RG Interfaces from Double-Trace Deformations

TL;DR

This paper investigates interface conformal field theories created by double-trace deformations, analyzing their properties through large N expansion and holography, and computing defect data and conformal anomalies.

Contribution

It introduces a large N expansion method for interface CFTs with double-trace deformations and confirms holographic predictions with explicit calculations.

Findings

Computed defect CFT data using large N expansion.

Calculated conformal anomaly coefficients for spherical interfaces.

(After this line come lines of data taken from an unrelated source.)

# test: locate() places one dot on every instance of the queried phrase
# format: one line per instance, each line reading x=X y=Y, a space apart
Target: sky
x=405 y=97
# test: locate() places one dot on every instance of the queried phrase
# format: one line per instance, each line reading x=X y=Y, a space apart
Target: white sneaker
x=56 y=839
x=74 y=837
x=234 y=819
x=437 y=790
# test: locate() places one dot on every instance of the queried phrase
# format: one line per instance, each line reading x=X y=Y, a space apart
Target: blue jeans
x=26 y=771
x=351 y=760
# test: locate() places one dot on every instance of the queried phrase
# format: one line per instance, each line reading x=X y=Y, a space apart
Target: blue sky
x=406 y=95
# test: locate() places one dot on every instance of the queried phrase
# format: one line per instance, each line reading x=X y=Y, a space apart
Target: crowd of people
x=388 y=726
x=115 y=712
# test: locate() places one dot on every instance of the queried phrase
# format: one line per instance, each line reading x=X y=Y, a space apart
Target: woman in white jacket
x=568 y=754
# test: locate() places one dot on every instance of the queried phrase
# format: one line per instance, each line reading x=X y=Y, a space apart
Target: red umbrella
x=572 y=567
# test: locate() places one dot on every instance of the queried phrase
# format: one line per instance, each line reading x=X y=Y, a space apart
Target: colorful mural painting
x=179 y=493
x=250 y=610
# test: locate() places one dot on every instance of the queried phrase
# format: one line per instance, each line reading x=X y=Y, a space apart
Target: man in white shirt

Verified agreement between field theory and holographic results.

Abstract

We study a class of interface conformal field theories obtained by taking a large $N$ CFT and turning on a relevant double-trace deformation over half space. At low energies, this leads to a conformal interface separating two CFTs which are related by RG flow. We set up the large $N$ expansion of these models by employing a Hubbard-Stratonovich transformation over half space, and use this approach to compute some of the defect CFT data. We also calculate the free energy of the theory in the case of spherical interface, which encodes a conformal anomaly coefficient for even dimensional interface, and the analog of the $g$-function for odd-dimensional interface. These models have a dual description in terms of a gravitational theory in AdS where a bulk scalar field satisfies different boundary conditions on each half of the AdS boundary. We review this construction and show that the results of the large $N$ expansion on the CFT side are in precise agreement with the holographic predictions.